Festival del Mondo Antico: il latinista Ivano Dionigi sull'importanza della "parola"
Venerdì 22 luglio all'Arena Francesca da Rimini un incontro con l'ex rettore di Bologna


Che ne è oggi della parola? Quale il suo uso o abuso? Alle parole, Ivano Dionigi, filologo classico ed ex rettore dell'Università di Bologna, dedicherà il settimo incontro serale del Festival Antico/Presente. Festival del Mondo Antico.
Dagli amati latini e greci fino a Steve Jobs e Mark Zuckerberg, il professore insisterà sul concetto che la tecnologia ha bisogno del sapere umanistico. Per i classici la parola è 'icona' dell'anima, sede del pensiero, segno distintivo dell'uomo.

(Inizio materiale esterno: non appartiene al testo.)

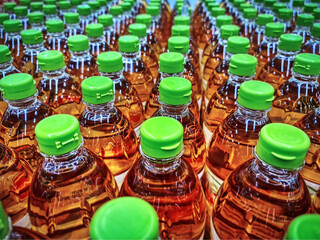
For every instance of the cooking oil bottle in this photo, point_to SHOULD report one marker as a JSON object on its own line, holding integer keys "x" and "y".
{"x": 70, "y": 184}
{"x": 300, "y": 94}
{"x": 267, "y": 192}
{"x": 168, "y": 182}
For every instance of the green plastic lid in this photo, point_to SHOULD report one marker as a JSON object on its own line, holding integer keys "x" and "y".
{"x": 243, "y": 65}
{"x": 282, "y": 145}
{"x": 175, "y": 91}
{"x": 71, "y": 18}
{"x": 144, "y": 19}
{"x": 21, "y": 11}
{"x": 110, "y": 62}
{"x": 307, "y": 64}
{"x": 11, "y": 26}
{"x": 274, "y": 29}
{"x": 236, "y": 45}
{"x": 255, "y": 95}
{"x": 178, "y": 44}
{"x": 78, "y": 43}
{"x": 17, "y": 86}
{"x": 32, "y": 36}
{"x": 305, "y": 20}
{"x": 304, "y": 227}
{"x": 223, "y": 20}
{"x": 125, "y": 218}
{"x": 171, "y": 62}
{"x": 106, "y": 20}
{"x": 55, "y": 26}
{"x": 161, "y": 137}
{"x": 290, "y": 42}
{"x": 50, "y": 60}
{"x": 58, "y": 134}
{"x": 285, "y": 13}
{"x": 36, "y": 17}
{"x": 128, "y": 43}
{"x": 138, "y": 29}
{"x": 116, "y": 10}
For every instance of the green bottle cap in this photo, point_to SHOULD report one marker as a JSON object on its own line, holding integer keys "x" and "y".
{"x": 223, "y": 20}
{"x": 50, "y": 60}
{"x": 36, "y": 17}
{"x": 236, "y": 45}
{"x": 116, "y": 10}
{"x": 161, "y": 137}
{"x": 21, "y": 11}
{"x": 307, "y": 64}
{"x": 71, "y": 18}
{"x": 128, "y": 43}
{"x": 106, "y": 20}
{"x": 58, "y": 134}
{"x": 227, "y": 31}
{"x": 243, "y": 65}
{"x": 309, "y": 7}
{"x": 175, "y": 91}
{"x": 94, "y": 30}
{"x": 250, "y": 13}
{"x": 17, "y": 86}
{"x": 304, "y": 227}
{"x": 144, "y": 19}
{"x": 153, "y": 10}
{"x": 290, "y": 42}
{"x": 274, "y": 29}
{"x": 178, "y": 44}
{"x": 305, "y": 20}
{"x": 78, "y": 43}
{"x": 11, "y": 26}
{"x": 171, "y": 62}
{"x": 32, "y": 36}
{"x": 285, "y": 13}
{"x": 84, "y": 10}
{"x": 263, "y": 19}
{"x": 125, "y": 218}
{"x": 97, "y": 90}
{"x": 109, "y": 62}
{"x": 180, "y": 30}
{"x": 282, "y": 145}
{"x": 255, "y": 95}
{"x": 55, "y": 26}
{"x": 138, "y": 29}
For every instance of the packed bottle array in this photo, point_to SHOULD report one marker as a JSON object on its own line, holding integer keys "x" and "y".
{"x": 128, "y": 120}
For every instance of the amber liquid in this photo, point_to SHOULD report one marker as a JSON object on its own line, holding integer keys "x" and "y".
{"x": 259, "y": 204}
{"x": 65, "y": 194}
{"x": 174, "y": 192}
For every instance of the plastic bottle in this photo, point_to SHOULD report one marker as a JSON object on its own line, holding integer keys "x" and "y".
{"x": 70, "y": 184}
{"x": 139, "y": 217}
{"x": 241, "y": 68}
{"x": 135, "y": 70}
{"x": 81, "y": 64}
{"x": 23, "y": 113}
{"x": 166, "y": 181}
{"x": 301, "y": 93}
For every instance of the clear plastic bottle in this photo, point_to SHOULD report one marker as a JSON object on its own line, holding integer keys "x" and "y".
{"x": 241, "y": 68}
{"x": 135, "y": 70}
{"x": 266, "y": 192}
{"x": 106, "y": 131}
{"x": 278, "y": 70}
{"x": 301, "y": 93}
{"x": 81, "y": 64}
{"x": 20, "y": 118}
{"x": 139, "y": 217}
{"x": 70, "y": 184}
{"x": 168, "y": 182}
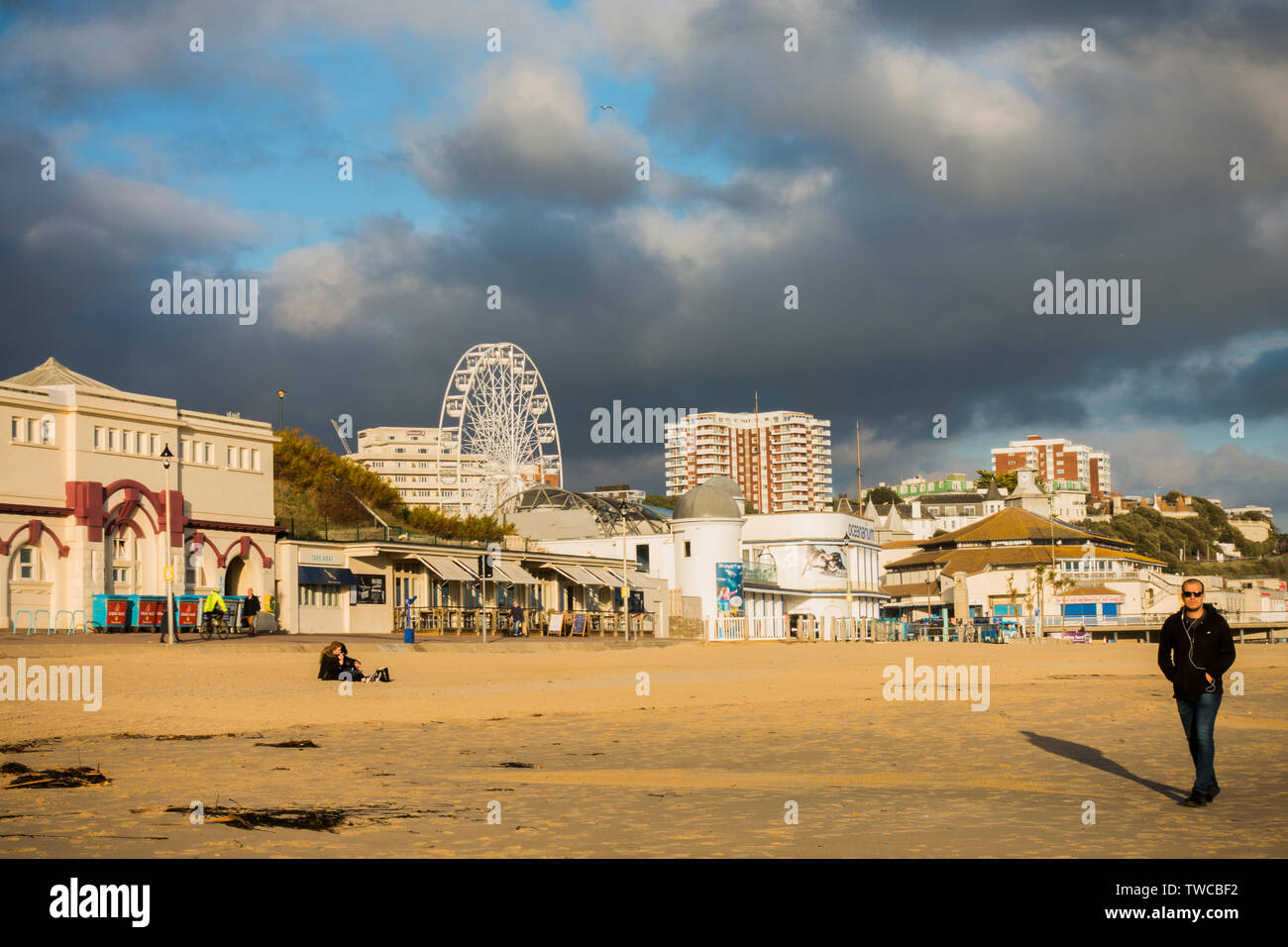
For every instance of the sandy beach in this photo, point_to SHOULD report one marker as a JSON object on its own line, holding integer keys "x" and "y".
{"x": 706, "y": 763}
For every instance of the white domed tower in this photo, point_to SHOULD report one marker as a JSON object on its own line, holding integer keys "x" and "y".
{"x": 706, "y": 528}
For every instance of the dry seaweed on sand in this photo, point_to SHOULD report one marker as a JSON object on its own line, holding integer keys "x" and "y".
{"x": 53, "y": 779}
{"x": 30, "y": 745}
{"x": 312, "y": 819}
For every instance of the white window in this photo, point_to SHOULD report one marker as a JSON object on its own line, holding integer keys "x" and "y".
{"x": 26, "y": 564}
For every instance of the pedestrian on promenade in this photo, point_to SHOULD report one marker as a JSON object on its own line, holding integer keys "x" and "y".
{"x": 250, "y": 608}
{"x": 1196, "y": 647}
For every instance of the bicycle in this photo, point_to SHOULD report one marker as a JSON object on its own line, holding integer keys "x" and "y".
{"x": 214, "y": 624}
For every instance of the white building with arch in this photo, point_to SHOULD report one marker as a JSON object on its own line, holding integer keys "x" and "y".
{"x": 84, "y": 505}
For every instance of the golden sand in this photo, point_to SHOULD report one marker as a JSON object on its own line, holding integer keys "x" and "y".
{"x": 706, "y": 763}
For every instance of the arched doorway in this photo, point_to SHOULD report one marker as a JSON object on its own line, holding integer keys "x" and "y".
{"x": 30, "y": 585}
{"x": 235, "y": 577}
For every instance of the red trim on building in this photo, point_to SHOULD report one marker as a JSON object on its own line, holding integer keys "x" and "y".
{"x": 35, "y": 510}
{"x": 34, "y": 528}
{"x": 236, "y": 527}
{"x": 245, "y": 543}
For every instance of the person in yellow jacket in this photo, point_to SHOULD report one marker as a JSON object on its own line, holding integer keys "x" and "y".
{"x": 213, "y": 605}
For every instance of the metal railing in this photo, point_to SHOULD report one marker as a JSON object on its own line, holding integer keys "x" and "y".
{"x": 33, "y": 620}
{"x": 71, "y": 620}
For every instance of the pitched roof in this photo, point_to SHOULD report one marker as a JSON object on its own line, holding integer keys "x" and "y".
{"x": 912, "y": 590}
{"x": 979, "y": 558}
{"x": 1091, "y": 590}
{"x": 54, "y": 372}
{"x": 1017, "y": 523}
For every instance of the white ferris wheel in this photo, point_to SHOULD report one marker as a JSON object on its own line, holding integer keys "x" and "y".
{"x": 497, "y": 431}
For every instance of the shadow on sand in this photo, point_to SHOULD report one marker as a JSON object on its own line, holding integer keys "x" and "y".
{"x": 1093, "y": 757}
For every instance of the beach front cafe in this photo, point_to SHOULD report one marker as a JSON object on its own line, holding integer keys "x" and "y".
{"x": 364, "y": 586}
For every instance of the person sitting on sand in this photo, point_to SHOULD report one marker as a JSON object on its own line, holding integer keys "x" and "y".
{"x": 336, "y": 661}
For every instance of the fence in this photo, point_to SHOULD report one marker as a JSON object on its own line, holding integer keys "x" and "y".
{"x": 806, "y": 628}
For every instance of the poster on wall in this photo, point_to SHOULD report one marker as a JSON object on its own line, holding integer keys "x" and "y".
{"x": 370, "y": 590}
{"x": 729, "y": 589}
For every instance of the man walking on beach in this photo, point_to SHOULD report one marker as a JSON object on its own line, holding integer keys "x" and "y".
{"x": 1194, "y": 650}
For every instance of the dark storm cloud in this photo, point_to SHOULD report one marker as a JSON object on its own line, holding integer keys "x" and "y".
{"x": 1260, "y": 29}
{"x": 915, "y": 295}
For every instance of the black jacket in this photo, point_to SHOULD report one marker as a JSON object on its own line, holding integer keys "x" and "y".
{"x": 1209, "y": 646}
{"x": 331, "y": 668}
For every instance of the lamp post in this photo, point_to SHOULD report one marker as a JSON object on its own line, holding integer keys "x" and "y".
{"x": 626, "y": 585}
{"x": 167, "y": 574}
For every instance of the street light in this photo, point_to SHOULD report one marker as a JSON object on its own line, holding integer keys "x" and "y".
{"x": 167, "y": 575}
{"x": 626, "y": 585}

«La lingua non mente», ama dire Dionigi. Le parole consentono di tenere unite la memoria e il futuro. Siamo diventati inventori di un linguaggio babelico e debordante su tutti i mezzi di comunicazione, specie sui social, ma sempre più lontani tra noi e spesso incompresi; perciò, si sente il bisogno «un'ecologia linguistica che restituisca alla parola il potere di svelare la verità». Magari richiamando dall'esilio o dall'abbandono del loro significato originario le parole della nostra lingua antica per creare le parole destinate al tempo nuovo.

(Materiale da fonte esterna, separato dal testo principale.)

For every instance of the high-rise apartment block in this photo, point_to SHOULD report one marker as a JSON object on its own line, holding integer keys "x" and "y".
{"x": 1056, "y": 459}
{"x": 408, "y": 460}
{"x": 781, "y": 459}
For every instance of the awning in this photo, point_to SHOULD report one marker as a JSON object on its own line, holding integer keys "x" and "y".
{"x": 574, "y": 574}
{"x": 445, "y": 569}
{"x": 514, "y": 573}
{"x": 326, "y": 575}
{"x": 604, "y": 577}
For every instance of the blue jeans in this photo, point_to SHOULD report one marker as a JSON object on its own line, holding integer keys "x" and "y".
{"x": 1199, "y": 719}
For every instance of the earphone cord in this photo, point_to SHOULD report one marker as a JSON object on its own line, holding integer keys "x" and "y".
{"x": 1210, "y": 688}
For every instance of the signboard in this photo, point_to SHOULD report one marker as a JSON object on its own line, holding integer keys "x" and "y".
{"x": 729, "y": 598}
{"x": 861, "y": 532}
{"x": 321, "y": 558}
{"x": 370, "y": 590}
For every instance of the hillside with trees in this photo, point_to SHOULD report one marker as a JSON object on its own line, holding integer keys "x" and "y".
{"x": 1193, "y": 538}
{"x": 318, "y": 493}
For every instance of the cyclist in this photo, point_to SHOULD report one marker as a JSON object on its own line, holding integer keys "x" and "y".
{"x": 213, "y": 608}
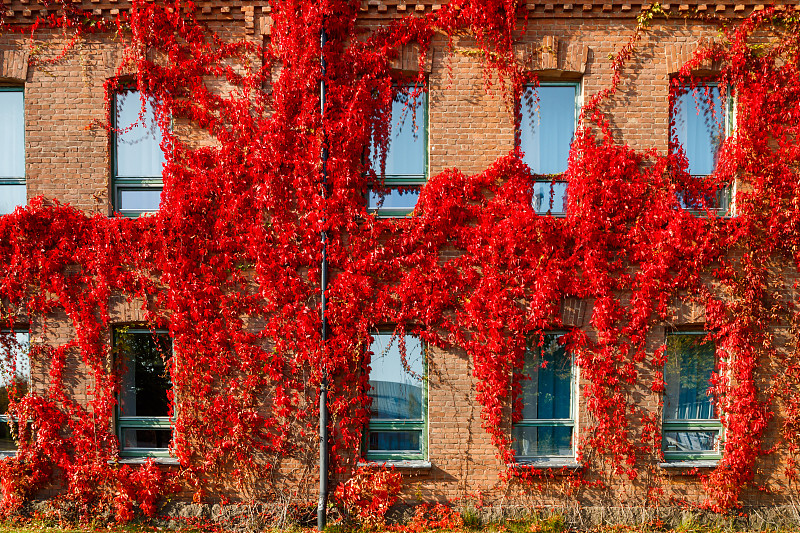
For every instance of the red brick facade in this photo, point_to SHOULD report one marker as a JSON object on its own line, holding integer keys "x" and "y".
{"x": 68, "y": 159}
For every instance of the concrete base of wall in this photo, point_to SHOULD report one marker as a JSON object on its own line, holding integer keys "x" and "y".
{"x": 245, "y": 518}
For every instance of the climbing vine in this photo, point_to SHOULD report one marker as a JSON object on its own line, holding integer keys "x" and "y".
{"x": 230, "y": 264}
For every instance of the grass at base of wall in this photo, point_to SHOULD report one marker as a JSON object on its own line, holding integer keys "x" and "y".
{"x": 551, "y": 524}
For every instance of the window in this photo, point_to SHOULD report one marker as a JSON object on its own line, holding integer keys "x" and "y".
{"x": 143, "y": 424}
{"x": 398, "y": 390}
{"x": 546, "y": 429}
{"x": 12, "y": 149}
{"x": 691, "y": 429}
{"x": 547, "y": 127}
{"x": 406, "y": 156}
{"x": 15, "y": 379}
{"x": 699, "y": 122}
{"x": 138, "y": 158}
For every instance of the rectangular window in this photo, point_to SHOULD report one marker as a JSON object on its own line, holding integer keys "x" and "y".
{"x": 547, "y": 128}
{"x": 138, "y": 158}
{"x": 12, "y": 149}
{"x": 691, "y": 430}
{"x": 15, "y": 377}
{"x": 699, "y": 123}
{"x": 143, "y": 424}
{"x": 398, "y": 390}
{"x": 548, "y": 412}
{"x": 406, "y": 168}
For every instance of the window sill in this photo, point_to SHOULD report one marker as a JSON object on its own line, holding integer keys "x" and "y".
{"x": 547, "y": 464}
{"x": 409, "y": 464}
{"x": 143, "y": 460}
{"x": 688, "y": 465}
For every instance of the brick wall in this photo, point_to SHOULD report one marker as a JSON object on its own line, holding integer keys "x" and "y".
{"x": 67, "y": 159}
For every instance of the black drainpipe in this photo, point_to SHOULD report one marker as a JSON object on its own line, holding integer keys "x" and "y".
{"x": 323, "y": 387}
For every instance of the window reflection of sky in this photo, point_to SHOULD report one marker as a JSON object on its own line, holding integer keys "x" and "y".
{"x": 138, "y": 141}
{"x": 405, "y": 155}
{"x": 547, "y": 127}
{"x": 15, "y": 359}
{"x": 699, "y": 127}
{"x": 396, "y": 389}
{"x": 12, "y": 135}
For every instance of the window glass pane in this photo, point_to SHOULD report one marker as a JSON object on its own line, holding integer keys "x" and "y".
{"x": 7, "y": 443}
{"x": 547, "y": 394}
{"x": 146, "y": 438}
{"x": 394, "y": 199}
{"x": 699, "y": 119}
{"x": 690, "y": 441}
{"x": 395, "y": 386}
{"x": 547, "y": 127}
{"x": 138, "y": 141}
{"x": 395, "y": 441}
{"x": 11, "y": 196}
{"x": 542, "y": 440}
{"x": 139, "y": 199}
{"x": 550, "y": 196}
{"x": 690, "y": 362}
{"x": 12, "y": 135}
{"x": 15, "y": 367}
{"x": 145, "y": 380}
{"x": 407, "y": 139}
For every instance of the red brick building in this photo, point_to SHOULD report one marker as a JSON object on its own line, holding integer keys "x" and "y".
{"x": 426, "y": 419}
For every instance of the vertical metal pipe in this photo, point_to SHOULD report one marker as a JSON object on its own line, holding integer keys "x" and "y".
{"x": 323, "y": 388}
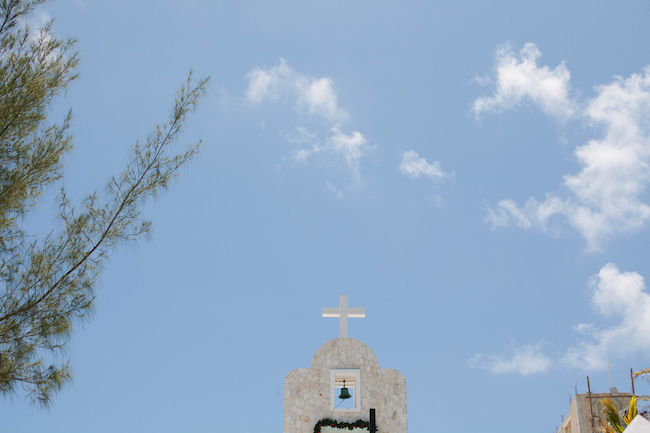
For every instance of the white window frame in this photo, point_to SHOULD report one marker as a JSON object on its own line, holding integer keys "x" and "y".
{"x": 350, "y": 375}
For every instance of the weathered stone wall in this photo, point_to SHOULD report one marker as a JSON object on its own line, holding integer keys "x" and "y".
{"x": 307, "y": 391}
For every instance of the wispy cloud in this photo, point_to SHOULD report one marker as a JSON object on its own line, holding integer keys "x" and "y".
{"x": 348, "y": 148}
{"x": 523, "y": 360}
{"x": 519, "y": 80}
{"x": 605, "y": 197}
{"x": 413, "y": 166}
{"x": 621, "y": 296}
{"x": 315, "y": 96}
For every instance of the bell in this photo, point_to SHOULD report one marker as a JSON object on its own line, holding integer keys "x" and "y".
{"x": 344, "y": 392}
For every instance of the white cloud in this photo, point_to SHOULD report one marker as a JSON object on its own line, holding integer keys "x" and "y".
{"x": 314, "y": 95}
{"x": 524, "y": 360}
{"x": 413, "y": 166}
{"x": 621, "y": 296}
{"x": 519, "y": 79}
{"x": 349, "y": 148}
{"x": 604, "y": 198}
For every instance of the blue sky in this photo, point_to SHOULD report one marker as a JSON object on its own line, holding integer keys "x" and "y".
{"x": 473, "y": 174}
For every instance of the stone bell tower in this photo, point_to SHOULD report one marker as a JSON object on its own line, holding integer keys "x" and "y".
{"x": 313, "y": 394}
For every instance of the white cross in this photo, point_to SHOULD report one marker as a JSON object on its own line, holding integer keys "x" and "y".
{"x": 344, "y": 312}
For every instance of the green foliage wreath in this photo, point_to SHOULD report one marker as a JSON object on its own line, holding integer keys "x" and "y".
{"x": 342, "y": 425}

«La parola è pharmakon, «medicina» e «veleno»: comunica e isola, consola e affanna, salva e uccide; edifica e distrugge le città, fa cessare e scoppiare le guerre, assolve e condanna innocenti e colpevoli» scrive Dionigi, che non mancherà di indugiare sull'attualità del conflitto in corso nel cuore dell'Europa. Di fronte a questo tema, quello della guerra, si è espresso già invocando l'uso delle parole, poiché, dice, «le guerre nascono dalle parole, che a volte anche le fermano». Ne servirebbero alcune fondamentali: la parola vuol dire politica, e la parola non andrebbe affidata né ai tecnici, né alle armi, ma alle armi della politica. La parola può tutto. Come ha detto Cicerone, gli eloquentes, coloro che uniscono il ben dire al ben pensare, hanno fatto finire molte guerre.